An analysis of variance indicated the effect of the year to be significant on grain yield (F(1;18)=416.7***), WTK (F(1;16)=19.7***) and protein yield (F(1;18)=214.2***). The grain yield was not significantly affected by the factor ‘Line’, and most traits were affected by the environmental conditions rather than by the genotype. Interaction of ‘Line’ × ‘Year’ was significant for WTK (F(16;38)=4.5***) with a change of ranks in some lines. Although the differences between the line values obtained in different years were insignificant, WTK was higher in the drought season of 2020 in the majority of lines (Fig. 2), which led to significant differences between the years (35.7 g in 2019 and 37.2 g in 2020). Protein yield was much higher in 2019 (8.50 t/ha vs. 5.12 t/ha in 2020) because of the grain yield, which was also much higher in the more favorable climate of 2019 (Table 4 and 5).

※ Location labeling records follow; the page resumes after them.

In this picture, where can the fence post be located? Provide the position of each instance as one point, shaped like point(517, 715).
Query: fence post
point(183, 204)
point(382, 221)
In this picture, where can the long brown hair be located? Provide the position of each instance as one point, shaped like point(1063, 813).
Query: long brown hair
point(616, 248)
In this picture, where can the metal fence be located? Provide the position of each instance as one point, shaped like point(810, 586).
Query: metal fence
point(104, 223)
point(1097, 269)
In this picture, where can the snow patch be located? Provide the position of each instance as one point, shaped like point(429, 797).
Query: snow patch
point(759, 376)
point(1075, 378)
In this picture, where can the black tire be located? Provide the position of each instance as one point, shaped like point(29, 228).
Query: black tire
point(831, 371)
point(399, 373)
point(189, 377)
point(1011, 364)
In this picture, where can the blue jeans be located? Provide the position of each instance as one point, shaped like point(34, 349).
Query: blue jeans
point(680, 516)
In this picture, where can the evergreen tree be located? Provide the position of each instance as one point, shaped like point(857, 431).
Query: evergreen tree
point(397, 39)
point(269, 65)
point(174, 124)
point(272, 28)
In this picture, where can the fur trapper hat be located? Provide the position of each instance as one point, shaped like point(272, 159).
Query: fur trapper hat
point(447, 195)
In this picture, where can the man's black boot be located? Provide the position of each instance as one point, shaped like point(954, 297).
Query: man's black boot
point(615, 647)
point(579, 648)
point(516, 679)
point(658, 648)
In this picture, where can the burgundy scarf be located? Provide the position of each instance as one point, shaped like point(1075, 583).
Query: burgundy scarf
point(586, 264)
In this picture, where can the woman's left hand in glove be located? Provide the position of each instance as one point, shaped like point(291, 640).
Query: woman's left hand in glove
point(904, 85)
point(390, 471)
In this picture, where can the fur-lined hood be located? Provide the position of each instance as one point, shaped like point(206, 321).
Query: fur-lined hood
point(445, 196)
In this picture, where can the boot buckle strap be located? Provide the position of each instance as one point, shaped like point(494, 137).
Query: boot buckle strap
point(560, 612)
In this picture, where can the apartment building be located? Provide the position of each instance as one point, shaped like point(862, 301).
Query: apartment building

The protein content in dry 2020 was seemingly lower (12.0% in 2019 versus 11.7% in 2020), but the differences between the values in each year were not statistically significant. The only outlier was line E2776/14, for the yield (5.21 t/ha) and protein content (13.2%) were the highest amongst all lines in 2020. The same tendency was observed for values of absolute protein content per 1000 kernels (data not shown).

Fig. (1). Scatterplots of correlation between traits in 2019 (N=82): a) protein content vs. grain yield; b) grain yield vs. plant height.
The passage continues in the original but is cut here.